Let $\mathbf{G}$ be a group functor and $R$ an algebra with inclusion map $i_R : R \to R[\epsilon],$ where $R[\epsilon]$ is the algebra of dual numbers. The adjoint action of $\mathbf{G}(R)$ on $\mathbf{Lie}(\mathbf{G})(R)$ is defined as
$$ \mathrm{Ad}(g)(x) = \mathbf{G}(i_R)(g) \cdot x \cdot \mathbf{G}(i_R)(g^{-1}),$$
for $g \in \mathbf{G}(R)$ and $x \in \mathbf{Lie}(\mathbf{G})(R).$
The adjoint action can be extended to a natural transformation $\mathrm{Ad} : \mathbf{G} \times \mathbf{Lie}(\mathbf{G}) \to \mathbf{Lie}(\mathbf{G}).$ To prove this, we need to show that for an algebra morphism $f : R \to S,$
$$ \mathrm{Ad}(\mathbf{G}(f)(g))(\mathbf{Lie}(\mathbf{G})(f)(x)) = \mathbf{Lie}(\mathbf{G})(f) (\mathrm{Ad}(g)(x)) $$
In Zhihau Chang's notes on Lie algebras of affine group schemes, Section 2.3, the proof of this is as follows, where $\tilde f : r + \epsilon r' \mapsto f(r) + \epsilon f(r')$ is the extension of $f$ to $R[\epsilon] \to S[\epsilon],$
\begin{align} \mathrm{Ad}(\mathbf{G}(f)(g))(\mathbf{Lie}(\mathbf{G})(f)(x)) &= \mathbf{G}(i_S \circ f)(g) \cdot \mathbf{G}(\tilde f)(x) \cdot \mathbf{G}(i_S \circ f)(g^{-1})\\ &= \mathbf{G}(\tilde f \circ i_R)(g) \cdot \mathbf{G}(\tilde f)(x) \cdot \mathbf{G}(\tilde f \circ i_R)(g^{-1})\\ &= \mathbf{G}(\tilde f) \left( \mathbf{G}(i_R)(g) \cdot x \cdot \mathbf{G}(i_R)(g^{-1}) \right) \\ &= \mathbf{G}(\tilde f)(\mathrm{Ad}(g)(x)) \\ &= \mathbf{Lie}(\mathbf{G})(f) (\mathrm{Ad}(g)(x)) \end{align}
I am struggling to see how the third equality holds.

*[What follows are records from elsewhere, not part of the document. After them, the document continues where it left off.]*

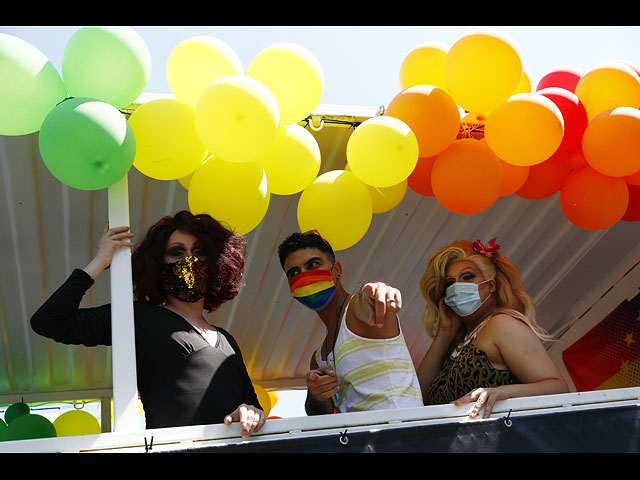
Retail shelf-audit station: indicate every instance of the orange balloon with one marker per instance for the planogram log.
(608, 85)
(611, 142)
(633, 179)
(420, 179)
(525, 130)
(593, 201)
(513, 177)
(633, 210)
(546, 178)
(467, 177)
(576, 159)
(431, 114)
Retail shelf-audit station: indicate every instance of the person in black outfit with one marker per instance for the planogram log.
(189, 372)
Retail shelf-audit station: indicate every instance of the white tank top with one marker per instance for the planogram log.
(374, 374)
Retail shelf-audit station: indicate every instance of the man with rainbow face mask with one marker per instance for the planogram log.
(363, 363)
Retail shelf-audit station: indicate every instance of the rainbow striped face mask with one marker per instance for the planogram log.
(313, 288)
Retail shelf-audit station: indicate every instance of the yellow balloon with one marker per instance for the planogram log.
(424, 65)
(382, 151)
(384, 199)
(526, 130)
(293, 161)
(185, 181)
(338, 205)
(236, 193)
(608, 85)
(295, 77)
(196, 62)
(237, 118)
(482, 69)
(167, 146)
(274, 395)
(264, 399)
(76, 422)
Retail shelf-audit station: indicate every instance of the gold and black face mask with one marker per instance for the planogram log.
(186, 279)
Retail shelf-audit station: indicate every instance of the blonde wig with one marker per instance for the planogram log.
(510, 294)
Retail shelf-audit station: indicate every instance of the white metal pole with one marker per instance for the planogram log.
(125, 387)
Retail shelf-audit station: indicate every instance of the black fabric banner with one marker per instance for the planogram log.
(601, 430)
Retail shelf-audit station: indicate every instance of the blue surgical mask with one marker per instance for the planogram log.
(464, 298)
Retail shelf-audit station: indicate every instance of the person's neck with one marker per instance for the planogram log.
(473, 320)
(192, 311)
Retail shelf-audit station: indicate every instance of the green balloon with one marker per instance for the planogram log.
(87, 144)
(28, 427)
(112, 64)
(30, 86)
(16, 410)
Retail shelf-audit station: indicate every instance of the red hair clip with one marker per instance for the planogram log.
(491, 247)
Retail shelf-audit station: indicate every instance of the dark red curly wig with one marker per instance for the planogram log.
(224, 250)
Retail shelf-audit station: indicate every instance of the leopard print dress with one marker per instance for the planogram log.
(459, 375)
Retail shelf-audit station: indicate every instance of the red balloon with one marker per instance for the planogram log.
(573, 113)
(563, 77)
(420, 179)
(633, 210)
(593, 201)
(546, 178)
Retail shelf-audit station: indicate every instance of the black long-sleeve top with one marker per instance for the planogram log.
(182, 379)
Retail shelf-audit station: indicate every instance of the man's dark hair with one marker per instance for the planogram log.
(297, 241)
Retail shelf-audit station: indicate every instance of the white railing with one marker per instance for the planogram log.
(186, 438)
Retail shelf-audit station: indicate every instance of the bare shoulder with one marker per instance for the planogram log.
(505, 324)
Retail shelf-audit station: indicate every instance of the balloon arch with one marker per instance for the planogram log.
(466, 120)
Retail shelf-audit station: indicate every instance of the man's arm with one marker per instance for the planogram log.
(322, 384)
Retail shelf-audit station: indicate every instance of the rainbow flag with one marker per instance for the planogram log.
(313, 288)
(608, 356)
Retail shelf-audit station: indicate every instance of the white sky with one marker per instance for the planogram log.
(361, 64)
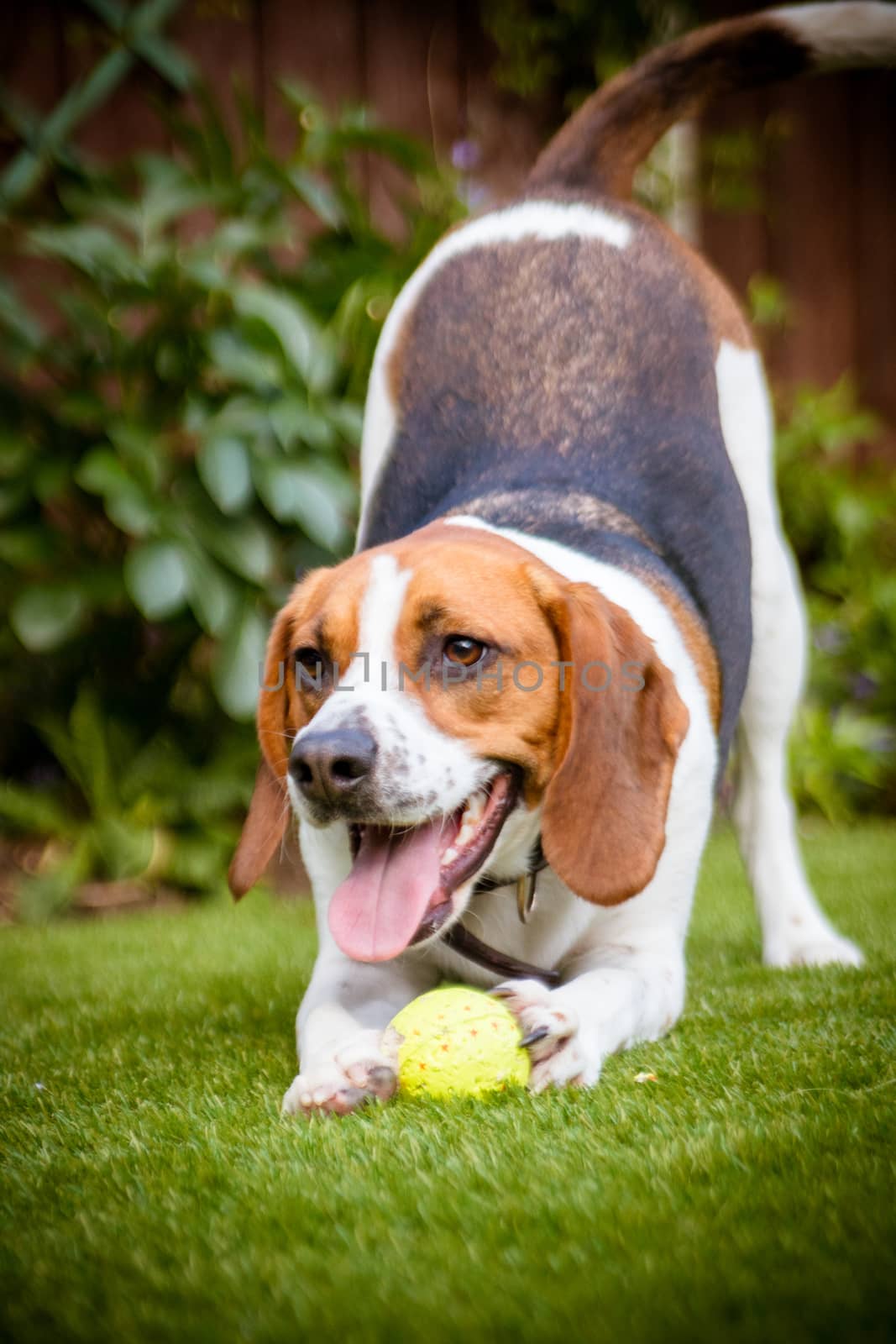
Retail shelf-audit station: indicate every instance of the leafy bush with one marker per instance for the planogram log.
(840, 515)
(181, 418)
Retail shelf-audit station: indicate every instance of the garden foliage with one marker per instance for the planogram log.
(181, 383)
(181, 394)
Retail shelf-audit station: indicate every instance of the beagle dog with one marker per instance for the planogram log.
(501, 723)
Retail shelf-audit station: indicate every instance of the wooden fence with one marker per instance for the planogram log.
(826, 228)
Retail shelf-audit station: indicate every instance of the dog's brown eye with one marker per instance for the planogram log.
(311, 664)
(461, 648)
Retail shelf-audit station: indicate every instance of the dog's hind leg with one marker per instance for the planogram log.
(794, 931)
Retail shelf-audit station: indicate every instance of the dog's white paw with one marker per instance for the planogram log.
(551, 1035)
(819, 947)
(358, 1073)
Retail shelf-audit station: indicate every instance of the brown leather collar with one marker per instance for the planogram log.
(459, 938)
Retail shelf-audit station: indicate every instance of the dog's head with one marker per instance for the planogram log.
(450, 699)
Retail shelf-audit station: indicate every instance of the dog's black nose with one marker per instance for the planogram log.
(328, 765)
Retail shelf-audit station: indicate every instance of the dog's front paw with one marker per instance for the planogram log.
(355, 1075)
(820, 947)
(551, 1034)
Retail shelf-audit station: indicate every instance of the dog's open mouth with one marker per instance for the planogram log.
(401, 885)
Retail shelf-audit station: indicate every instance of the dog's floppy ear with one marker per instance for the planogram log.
(605, 810)
(269, 808)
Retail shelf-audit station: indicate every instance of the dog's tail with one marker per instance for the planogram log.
(604, 143)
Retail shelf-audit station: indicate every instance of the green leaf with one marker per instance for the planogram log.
(101, 472)
(92, 750)
(26, 548)
(223, 470)
(13, 454)
(235, 669)
(304, 495)
(46, 616)
(156, 578)
(89, 248)
(298, 333)
(293, 420)
(244, 548)
(234, 360)
(211, 596)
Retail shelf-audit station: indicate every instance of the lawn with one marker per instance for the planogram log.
(150, 1191)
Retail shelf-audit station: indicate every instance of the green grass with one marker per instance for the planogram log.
(150, 1191)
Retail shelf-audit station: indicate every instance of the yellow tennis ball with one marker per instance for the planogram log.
(458, 1042)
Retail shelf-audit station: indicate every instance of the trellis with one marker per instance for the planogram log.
(46, 140)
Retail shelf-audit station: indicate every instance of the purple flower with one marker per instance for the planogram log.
(465, 155)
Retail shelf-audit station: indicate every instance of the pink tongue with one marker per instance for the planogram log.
(376, 911)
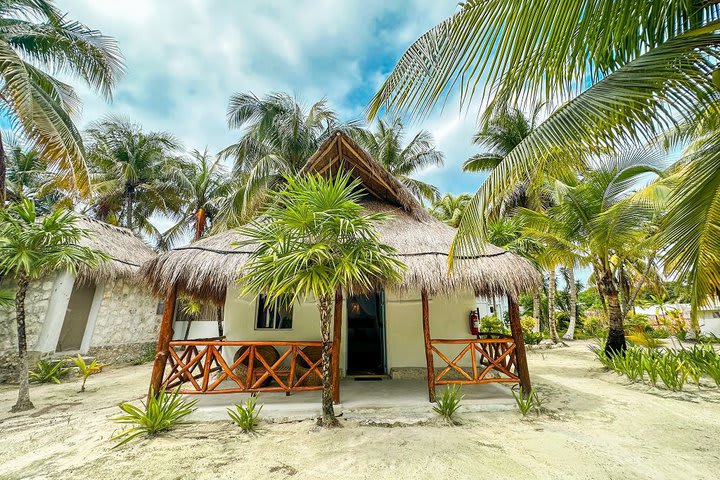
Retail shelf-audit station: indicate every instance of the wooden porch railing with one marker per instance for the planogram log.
(494, 352)
(197, 366)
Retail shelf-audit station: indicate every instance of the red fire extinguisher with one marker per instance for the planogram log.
(474, 322)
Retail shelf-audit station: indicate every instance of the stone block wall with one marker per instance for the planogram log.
(127, 316)
(36, 304)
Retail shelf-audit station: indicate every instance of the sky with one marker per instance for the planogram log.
(184, 58)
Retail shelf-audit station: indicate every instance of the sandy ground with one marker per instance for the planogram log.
(596, 426)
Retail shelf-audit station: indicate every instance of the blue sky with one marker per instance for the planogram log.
(185, 58)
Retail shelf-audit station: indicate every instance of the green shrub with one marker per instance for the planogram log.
(630, 364)
(672, 372)
(161, 413)
(595, 327)
(246, 416)
(708, 338)
(643, 339)
(659, 332)
(86, 369)
(47, 372)
(448, 403)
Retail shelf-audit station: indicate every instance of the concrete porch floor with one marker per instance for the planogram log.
(383, 401)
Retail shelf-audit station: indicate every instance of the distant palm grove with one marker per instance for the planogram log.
(598, 151)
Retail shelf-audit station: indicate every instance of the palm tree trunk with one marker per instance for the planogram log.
(219, 319)
(328, 412)
(129, 209)
(616, 334)
(570, 334)
(551, 307)
(3, 174)
(23, 402)
(200, 223)
(536, 306)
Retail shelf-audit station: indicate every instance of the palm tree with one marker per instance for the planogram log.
(133, 174)
(315, 240)
(35, 37)
(628, 72)
(449, 208)
(385, 144)
(504, 131)
(203, 184)
(279, 135)
(601, 221)
(31, 247)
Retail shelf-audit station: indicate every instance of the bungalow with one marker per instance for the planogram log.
(418, 328)
(104, 312)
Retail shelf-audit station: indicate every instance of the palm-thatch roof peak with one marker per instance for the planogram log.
(207, 267)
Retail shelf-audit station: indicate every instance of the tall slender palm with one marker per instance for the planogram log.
(449, 208)
(29, 176)
(603, 222)
(37, 38)
(31, 247)
(628, 71)
(385, 144)
(203, 184)
(133, 173)
(279, 135)
(315, 240)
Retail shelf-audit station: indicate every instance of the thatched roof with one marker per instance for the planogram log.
(127, 252)
(205, 268)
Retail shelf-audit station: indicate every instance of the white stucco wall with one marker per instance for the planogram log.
(127, 315)
(36, 305)
(403, 317)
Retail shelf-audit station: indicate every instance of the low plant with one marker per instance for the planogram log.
(162, 412)
(644, 339)
(86, 369)
(448, 403)
(629, 364)
(650, 366)
(672, 371)
(47, 372)
(527, 401)
(246, 415)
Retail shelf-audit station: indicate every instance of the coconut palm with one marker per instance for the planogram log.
(279, 134)
(32, 247)
(627, 70)
(37, 38)
(385, 145)
(449, 208)
(132, 174)
(203, 184)
(315, 240)
(503, 131)
(601, 221)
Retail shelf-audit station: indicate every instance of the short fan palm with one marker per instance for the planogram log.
(313, 241)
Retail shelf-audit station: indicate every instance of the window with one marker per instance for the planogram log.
(272, 316)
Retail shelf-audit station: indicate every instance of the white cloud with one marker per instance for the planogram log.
(185, 58)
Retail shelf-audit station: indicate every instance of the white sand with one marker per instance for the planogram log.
(597, 427)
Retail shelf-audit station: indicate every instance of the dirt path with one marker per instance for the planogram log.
(597, 427)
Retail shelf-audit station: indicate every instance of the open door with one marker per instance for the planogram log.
(76, 318)
(366, 335)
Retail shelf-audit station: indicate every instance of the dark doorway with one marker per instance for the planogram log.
(76, 317)
(366, 335)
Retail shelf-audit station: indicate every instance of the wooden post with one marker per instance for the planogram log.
(516, 332)
(337, 337)
(428, 346)
(164, 337)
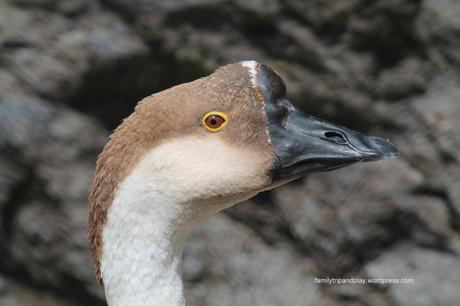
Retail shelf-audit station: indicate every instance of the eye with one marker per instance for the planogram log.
(214, 121)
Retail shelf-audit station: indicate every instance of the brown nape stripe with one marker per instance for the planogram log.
(228, 89)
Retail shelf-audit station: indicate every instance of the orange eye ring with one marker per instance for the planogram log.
(214, 121)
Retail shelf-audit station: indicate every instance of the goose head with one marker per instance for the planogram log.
(197, 148)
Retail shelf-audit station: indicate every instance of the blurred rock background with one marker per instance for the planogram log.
(70, 70)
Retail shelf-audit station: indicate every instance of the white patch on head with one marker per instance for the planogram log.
(252, 68)
(173, 187)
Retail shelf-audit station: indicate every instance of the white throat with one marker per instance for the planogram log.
(153, 211)
(142, 249)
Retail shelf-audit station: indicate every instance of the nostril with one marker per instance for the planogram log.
(335, 137)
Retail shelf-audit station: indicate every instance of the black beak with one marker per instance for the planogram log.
(305, 143)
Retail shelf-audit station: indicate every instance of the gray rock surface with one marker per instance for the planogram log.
(71, 70)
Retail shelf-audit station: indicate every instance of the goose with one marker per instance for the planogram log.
(190, 151)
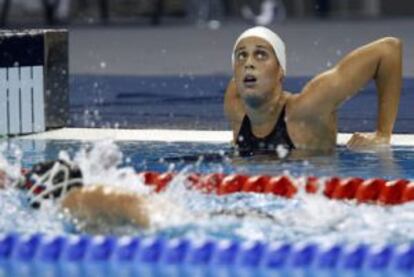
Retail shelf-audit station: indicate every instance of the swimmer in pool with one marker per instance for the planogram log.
(62, 182)
(91, 205)
(264, 117)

My understanding is that $\cdot$ is composition in $\mathbf{Lie}(\mathbf{G})(R),$ so distributivity does not make sense.
Another reference is J.S. Milne's Basic Theory of Affine Group Schemes, Chapter XI, Section 7.
$\cdot$ here is multiplication in $\mathbf{Lie(G)}(R)$, which is the same as multiplication in $\mathbf{G}(R(\tau))$, in particular, $\mathbf{G}$ being a $k$-group functor, $\mathbf{G}(\tilde{f})$ respects that multiplication.
You have $\newcommand{\G}{\mathbf{G}} \G(\tilde{f}\circ i_R)(g)\cdot \G(\tilde{f})(x)\cdot G(\tilde{f}\circ i_R)(g^{-1}) = \G(\tilde{f})(\G(i_R)(g))\cdot \G(\tilde f)(x)\cdot \G(\tilde f)(\G(i_R)(g^{-1}) $ and so $\G(\tilde{f})$ factors out.